Bonds: ‘Steady Eddies’ caught in the storm

Long regarded as stable investments, bonds have been going down in value.

Bonds have long been regarded as the “Steady Eddies” of investment portfolios, said Jeff Sommer in The New York Times. Even when they fluctuate, “they are expected to rise in value when stocks decline, buffering a portfolio’s returns in a rocky market.” But now long-term corporate bonds are down 18 percent through October, according to Morningstar’s Ibbotson Associates. “That’s worse than any full-year decline on its records going back to 1926.” High-yield bonds have fallen even further.
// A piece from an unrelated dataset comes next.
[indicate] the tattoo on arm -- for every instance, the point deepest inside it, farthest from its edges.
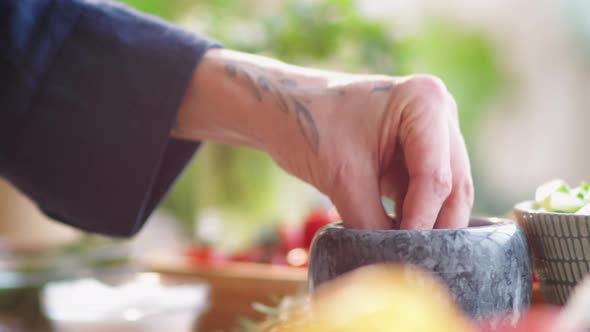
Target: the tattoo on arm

Investors are shunning bonds that show even “the slightest whiff of risk,” and this climate of uncertainty has played havoc with the investment strategies of even the most risk-averse. “When your safe haven comes under attack, you’re really in trouble.”

Investors are yearning for the good old days, when bonds were boring—and safe, said Russell Pearlman in SmartMoney. “We’ve never had the problems in the money markets, bond markets, and the banking system like we do now,” says Dan Fuss, whose signature fund, Loomis Sayles Bond, is down 27 percent this year. “This is really a panic.” Still, investors often seem to be overreacting. Case in point: General Electric. The AAA-rated company issued a 30-year bond in January that’s now selling for 71 cents on the dollar. “That’s crazy,” says Fuss. Such discrepancies make this “the best buying opportunity” for investment-grade corporate bonds Fuss has seen in 50 years.

You’re going to have to get your hands a little dirty and take a few chances, said Carolyn Bigda in Money. Every category of bond fund is yielding less this year, with the exception of government bonds. But plowing all your money into Treasurys would be foolish—they’re yielding a measly 4 percent. Instead, make sure your portfolio includes a fund that invests in high-quality corporate bonds. “Confidence will eventually return, especially after investors realize that investment-grade bonds are yielding 8.9 percent.” Municipal bond funds are also a good deal. Historically, tax-exempt muni bonds have yielded slightly less than Treasurys. “Today they’re paying around one percentage point more.”